Norrland’s University Hospital has six profile areas: the treatment of plexus brachial injury, cardiovascular genetics, airborne intensive care transport, neonatal intensive care, stereotactic functional neurosurgery and radiotherapy.
Biotech and ICT
Winroth noted he expects the rapid expansion of technology in healthcare to continue.
“I see a merge of biotech and information and communication technologies (ICT),” he said. “It is a very exciting area; we have a lot of companies in this area, and of course, a very heavy focus on artificial intelligence (AI).”
Recruitment is key
While the city has done well drawing researchers, Winroth said making it easier for talented young people to come and stay could be effective.
“We might need a different kind of recruitment packages.”
“We might need a different kind of recruitment packages; design career pathways for younger researches, so they want to stay and grown their careers in Umeå.
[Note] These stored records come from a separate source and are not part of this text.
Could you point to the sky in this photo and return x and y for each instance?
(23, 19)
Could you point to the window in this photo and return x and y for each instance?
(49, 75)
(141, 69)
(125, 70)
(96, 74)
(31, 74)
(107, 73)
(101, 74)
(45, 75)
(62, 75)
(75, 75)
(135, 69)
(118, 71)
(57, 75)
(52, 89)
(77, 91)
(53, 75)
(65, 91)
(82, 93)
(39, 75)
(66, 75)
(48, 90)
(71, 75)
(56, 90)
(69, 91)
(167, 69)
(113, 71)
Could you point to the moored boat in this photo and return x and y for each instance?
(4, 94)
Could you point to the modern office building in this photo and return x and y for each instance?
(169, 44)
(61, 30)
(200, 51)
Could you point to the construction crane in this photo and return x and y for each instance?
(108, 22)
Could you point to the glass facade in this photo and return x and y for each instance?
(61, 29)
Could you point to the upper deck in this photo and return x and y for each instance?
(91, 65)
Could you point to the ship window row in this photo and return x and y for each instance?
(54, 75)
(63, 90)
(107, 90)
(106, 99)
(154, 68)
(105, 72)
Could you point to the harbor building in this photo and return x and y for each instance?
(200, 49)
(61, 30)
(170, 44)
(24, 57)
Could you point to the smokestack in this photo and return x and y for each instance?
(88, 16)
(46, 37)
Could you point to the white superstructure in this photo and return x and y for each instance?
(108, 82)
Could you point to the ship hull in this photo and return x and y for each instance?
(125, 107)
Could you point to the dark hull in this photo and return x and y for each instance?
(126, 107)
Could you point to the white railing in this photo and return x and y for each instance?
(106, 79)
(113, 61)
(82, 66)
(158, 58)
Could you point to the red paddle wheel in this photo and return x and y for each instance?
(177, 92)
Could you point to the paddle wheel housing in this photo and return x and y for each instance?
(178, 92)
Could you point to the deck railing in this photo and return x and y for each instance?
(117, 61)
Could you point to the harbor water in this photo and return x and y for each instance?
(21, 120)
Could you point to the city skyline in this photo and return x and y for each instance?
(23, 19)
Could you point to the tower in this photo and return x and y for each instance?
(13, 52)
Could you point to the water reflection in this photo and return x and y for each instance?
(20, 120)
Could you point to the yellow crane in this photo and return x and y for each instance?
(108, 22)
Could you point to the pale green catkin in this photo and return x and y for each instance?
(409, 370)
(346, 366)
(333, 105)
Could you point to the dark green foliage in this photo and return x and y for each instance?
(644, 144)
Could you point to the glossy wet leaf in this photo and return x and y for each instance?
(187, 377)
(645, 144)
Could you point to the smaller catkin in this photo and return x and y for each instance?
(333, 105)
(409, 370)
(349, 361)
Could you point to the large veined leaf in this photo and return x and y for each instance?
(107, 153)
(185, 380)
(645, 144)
We need to focus on what makes us unique.”
7 X life science companies in Umeå
Nordic Biomarker: Manufactures latex reagents for coagulation and clinical chemistry analyzers.
Lipum: Developed a biological anti-inflammatory drug candidate to treat rheumatoid arthritis and juvenile iodiopathic arthritis.
Quretech: Working on creating first-line drugs that combat antibiotic resistance.
HiloProbe: The company’s biomarker test detects and characterizes cancer cells in lymph nodes of colorectal cancer patients.
InfiCure Bio: Focuses on preclinical development and validation of drugs that target chronic inflammatory and fibrotic conditions.
Uman Diagnostics: Developed a test for traumatic brain injury and slow neurodegenerative brain disease using cerebrospinal fluid or blood.
Betagenon: Seeks treatments for energy-balance disorders.